Enforcing security policies together with using GitOps could come at odds and block your release. Suppose, we try to deploy and bump into a security policy that is managed by security engineers. As the controller tries to deploy again, it goes into a loop creating a security incident that gets blocked by a security team as a potential threat. That is why it is advisable to validate code on the CI level so as not to enforce security policies inside the cluster with Gatekeeper or Open Policy Agent.
Volodymyr Davydenko says: “At a certain point you can’t make security compliance checks on a cluster or infrastructure level. As successful cases prove it, security validation is better done at the CI level”.
Promotion between environments
It is a well-known issue that GitOps has no established practice for dealing with multi-environment configurations. Let’s say you need to promote an artefact, a container image from one environment into another without rebuilding it. How could that be implemented with GitOps, provided that the artefact’s URL changes when migrating from one container registry into another? There is no simple answer. The possible solutions could be:
- using a single repository with a branch for each environment
- using a separate repository for each environment
- using a single repository with a subfolder for each environment
with each of them entailing their own disadvantages.
Handling secrets is an important part of the software development, which is however left unaddressed in GitOps.

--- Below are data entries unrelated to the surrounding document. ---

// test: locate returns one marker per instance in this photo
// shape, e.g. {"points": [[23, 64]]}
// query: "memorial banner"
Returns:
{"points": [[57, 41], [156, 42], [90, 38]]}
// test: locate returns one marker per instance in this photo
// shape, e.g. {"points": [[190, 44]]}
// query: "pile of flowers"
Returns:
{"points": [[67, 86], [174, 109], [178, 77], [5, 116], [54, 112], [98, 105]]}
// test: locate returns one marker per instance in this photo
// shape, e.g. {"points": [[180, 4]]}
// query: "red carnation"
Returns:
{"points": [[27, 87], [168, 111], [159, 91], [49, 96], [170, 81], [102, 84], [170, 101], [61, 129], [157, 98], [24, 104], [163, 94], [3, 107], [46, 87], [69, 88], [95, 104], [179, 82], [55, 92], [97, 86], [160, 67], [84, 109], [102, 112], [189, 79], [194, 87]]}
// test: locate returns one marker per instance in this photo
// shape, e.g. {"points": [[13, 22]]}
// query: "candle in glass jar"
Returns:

According to Volodymyr Davydenko, GitOps tools lack functionality in building security policies: “Even being integrated with Hashicorp Vault and by making use of Vault Secrets Operator, both Flux and ArgoCD don’t match corporate security policies”. With GitOps tools providing no solution for this, it remains unclear how to deal with secrets in GitOps.
Volodymyr Tsap believes that GitOps is the next step in the technological chain that succeeds DevOps: “Linux, Git, Kubernetes, DevOps, GitOps — these are all stages of technological evolution. Today GitOps is a must-have skill that forms your value in the market”.

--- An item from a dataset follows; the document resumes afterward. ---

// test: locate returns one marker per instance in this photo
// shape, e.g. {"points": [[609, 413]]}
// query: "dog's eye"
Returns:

Stanislav Kolenkin: “GitOps as a solution will surely evolve further. The new functionality, all the issues that we have mentioned — this all will be growing in a snowball effect. Nevertheless, your choice must always be project-centric. That’s not to say that GitOps is a one-size-fits-all solution”.

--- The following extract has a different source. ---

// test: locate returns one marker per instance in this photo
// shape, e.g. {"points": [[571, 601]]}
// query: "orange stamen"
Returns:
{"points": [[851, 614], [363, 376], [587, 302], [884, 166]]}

To wrap it up, our experts came to a consensus that the future of GitOps lies in self-serviced automated platforms. Volodymyr Davydenko says: “I can see some companies already shifting from the GitOps pattern to standardized platform tools. During the onboarding process developers sign in to such a platform that provides them with repository templates, enables to choose a programming language, the way to build a Docker image and where to deploy it. But above all this platform defines a workflow that is triggered after the first commit is done into dev, and how this is then delivered to production”.